When he got to the oak tree by the quicksand he knew that he was too late. The hole wasn’t concealed, it was open. The treasure chest had been dug up. Probably by the little people. They were just rotten enough to steal from their benefactor.
He couldn’t bear to go back empty-handed and disappoint her. Besides, with her sword in hand, back here in the place where he had helped to save the king, where he had got the healing dust that saved his mother, he couldn’t just turn around and go back. It wasn’t as if he’d keep Mo waiting—no matter how long he stayed, he would only seem to be gone a split second.
So he retraced the path they had taken before, through the apple orchard, over the back of the dragon Drast, and finally to the door of the Castle of Care. He needed no key now. The door stood open, and he had to stand in line for half an hour as the procession of sheep and cattle and wagons and jugglers and dancers and vendors and fine lords and ladies slowly passed through the door. The doorkeeper recognized his name and embraced him in the name of the king. “He doesn’t have time to see you,” said the doorkeeper.
“I know,” said Enoch.
“But he wanted me to give you these.” The doorkeeper handed him two ornate, jewel-encrusted flagons. “For you and the woman. So you can carry back the water of your choice.”

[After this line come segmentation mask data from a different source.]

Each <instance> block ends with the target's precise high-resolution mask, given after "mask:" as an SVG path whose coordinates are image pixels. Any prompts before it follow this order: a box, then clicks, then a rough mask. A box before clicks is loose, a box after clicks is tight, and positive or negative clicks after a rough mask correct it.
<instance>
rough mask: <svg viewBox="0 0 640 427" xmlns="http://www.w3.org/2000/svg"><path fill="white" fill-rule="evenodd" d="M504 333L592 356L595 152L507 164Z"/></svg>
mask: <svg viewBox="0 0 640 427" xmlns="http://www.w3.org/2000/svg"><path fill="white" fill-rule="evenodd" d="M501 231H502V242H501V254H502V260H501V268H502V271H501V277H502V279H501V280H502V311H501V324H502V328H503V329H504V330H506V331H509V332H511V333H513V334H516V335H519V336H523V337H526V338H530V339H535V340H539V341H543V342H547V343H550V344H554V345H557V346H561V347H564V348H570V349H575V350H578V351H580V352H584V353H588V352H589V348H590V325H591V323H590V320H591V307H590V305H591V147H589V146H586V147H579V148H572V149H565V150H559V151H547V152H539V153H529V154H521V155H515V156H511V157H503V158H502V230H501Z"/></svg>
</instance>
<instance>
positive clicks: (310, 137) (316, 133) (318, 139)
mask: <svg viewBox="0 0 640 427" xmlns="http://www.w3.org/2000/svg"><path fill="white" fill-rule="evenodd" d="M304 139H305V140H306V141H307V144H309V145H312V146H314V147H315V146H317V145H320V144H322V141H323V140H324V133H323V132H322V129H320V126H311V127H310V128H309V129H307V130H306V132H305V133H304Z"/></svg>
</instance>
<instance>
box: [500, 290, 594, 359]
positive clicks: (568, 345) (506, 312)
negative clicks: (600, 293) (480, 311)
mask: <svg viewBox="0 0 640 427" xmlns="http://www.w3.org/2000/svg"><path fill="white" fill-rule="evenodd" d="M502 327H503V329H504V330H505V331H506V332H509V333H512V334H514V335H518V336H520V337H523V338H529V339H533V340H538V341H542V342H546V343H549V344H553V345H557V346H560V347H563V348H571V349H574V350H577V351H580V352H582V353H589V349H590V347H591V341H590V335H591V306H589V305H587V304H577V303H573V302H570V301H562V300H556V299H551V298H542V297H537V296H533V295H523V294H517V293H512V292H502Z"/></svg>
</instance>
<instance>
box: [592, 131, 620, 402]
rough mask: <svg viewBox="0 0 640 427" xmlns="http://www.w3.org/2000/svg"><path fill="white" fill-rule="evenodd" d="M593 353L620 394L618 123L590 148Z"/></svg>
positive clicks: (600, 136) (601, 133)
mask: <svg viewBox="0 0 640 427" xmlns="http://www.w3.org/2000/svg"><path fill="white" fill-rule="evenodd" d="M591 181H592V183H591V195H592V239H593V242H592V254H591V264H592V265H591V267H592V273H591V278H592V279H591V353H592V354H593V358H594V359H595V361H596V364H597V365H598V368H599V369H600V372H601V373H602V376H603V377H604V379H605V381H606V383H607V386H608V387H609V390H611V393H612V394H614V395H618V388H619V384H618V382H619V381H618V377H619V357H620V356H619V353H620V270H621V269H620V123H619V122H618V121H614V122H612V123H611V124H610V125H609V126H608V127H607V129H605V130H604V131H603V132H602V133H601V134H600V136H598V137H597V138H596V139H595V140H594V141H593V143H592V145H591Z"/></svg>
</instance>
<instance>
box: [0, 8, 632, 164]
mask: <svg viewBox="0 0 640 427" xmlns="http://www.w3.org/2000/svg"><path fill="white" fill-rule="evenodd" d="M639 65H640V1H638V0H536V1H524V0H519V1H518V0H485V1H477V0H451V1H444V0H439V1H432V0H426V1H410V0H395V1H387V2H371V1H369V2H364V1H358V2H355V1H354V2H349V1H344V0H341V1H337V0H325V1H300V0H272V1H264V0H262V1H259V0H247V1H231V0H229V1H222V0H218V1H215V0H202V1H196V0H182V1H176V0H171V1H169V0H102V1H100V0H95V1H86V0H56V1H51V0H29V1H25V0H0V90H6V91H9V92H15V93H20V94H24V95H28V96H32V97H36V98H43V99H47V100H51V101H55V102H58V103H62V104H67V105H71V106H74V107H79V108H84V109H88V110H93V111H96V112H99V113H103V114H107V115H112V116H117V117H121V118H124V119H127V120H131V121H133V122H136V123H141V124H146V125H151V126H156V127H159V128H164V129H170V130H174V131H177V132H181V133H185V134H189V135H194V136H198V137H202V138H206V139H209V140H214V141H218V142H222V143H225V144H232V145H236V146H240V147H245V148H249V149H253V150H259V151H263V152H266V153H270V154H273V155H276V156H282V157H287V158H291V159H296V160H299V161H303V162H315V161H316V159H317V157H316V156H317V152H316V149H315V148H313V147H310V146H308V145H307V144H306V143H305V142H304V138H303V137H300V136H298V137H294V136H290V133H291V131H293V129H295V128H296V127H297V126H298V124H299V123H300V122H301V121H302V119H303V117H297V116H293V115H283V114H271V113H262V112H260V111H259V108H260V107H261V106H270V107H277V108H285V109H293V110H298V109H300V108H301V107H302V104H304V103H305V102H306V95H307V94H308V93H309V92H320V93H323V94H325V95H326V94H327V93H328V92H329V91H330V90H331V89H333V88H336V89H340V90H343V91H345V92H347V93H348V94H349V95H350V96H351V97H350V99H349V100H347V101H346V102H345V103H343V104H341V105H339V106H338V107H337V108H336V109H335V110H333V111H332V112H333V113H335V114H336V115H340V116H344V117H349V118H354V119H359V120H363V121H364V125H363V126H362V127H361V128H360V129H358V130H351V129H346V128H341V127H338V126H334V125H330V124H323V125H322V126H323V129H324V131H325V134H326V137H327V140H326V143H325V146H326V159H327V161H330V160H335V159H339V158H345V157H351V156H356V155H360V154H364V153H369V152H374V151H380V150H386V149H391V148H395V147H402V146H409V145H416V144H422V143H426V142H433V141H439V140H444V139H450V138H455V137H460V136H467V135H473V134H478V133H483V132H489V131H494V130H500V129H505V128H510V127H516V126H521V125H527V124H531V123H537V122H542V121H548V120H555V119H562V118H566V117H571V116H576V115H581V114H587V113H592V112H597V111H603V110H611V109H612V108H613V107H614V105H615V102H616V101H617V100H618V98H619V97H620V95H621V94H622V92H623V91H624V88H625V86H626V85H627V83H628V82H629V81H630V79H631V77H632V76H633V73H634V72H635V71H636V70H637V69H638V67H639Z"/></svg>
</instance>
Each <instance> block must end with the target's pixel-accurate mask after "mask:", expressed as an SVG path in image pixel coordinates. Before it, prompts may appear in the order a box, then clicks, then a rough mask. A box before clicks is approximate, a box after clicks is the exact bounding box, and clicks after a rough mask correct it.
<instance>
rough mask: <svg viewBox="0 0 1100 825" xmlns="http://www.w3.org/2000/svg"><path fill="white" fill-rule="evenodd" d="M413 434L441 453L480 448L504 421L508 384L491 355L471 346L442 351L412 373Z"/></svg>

“Hasn’t Mo come back here herself?”
“Never. And it’s been a good long time.”
Enoch took the flagons and went to the fountain and filled them up. He slept the night in an inn outside the castle, free of charge because he was a friend of the king. And in the morning he got up and stood out on the road leading back to Oglethorpe’s.
This was almost definitely his last trip. Surely there was some adventure for him before he went back. Hadn’t Mo saved lives, slain monsters, befuddled witches, found hidden treasures? Surely he should do something like that, to be worthy of her.
No. He knew better. She was the brave one, the adventurer. He could do brave things now and then, if he had to. But he didn’t know things that she knew without having to learn them. He hadn’t the faintest idea how to handle the sword, to begin with. His only victory had come by snapping a silver cord like a towel. The best place for him was home, with memories.
So he walked home. Slowly, except when crossing the dragon’s back; slowly, so that everything would stay imprinted in his mind. It was night before he got to the cave, but the little flashlight and Mo’s map helped him through. He crossed the abyss and dropped down into the closet, pulled open the door and came out. Mo was standing where she had been when he left.
She was startled. “Why didn’t you go?” she asked.
“I already went. I spent a couple of days in there.”
“Oh. I’ve never stood outside and waited for somebody else.”
“It wasn’t there,” he said. “Somebody already dug it up and took it.”
She nodded, her eyes again filling with tears. “Well, it was silly of me to want it. How would I ever explain to people where it came from, anyway? My father would think I stole it.” She grinned. “In fact, I did. But I stole it from a witch, and she stole it from a dragon, and I guess it’s justice that somebody stole it from me.” Her face darkened. “Probably those rotten little people. I hope the squirrels have a population explosion.”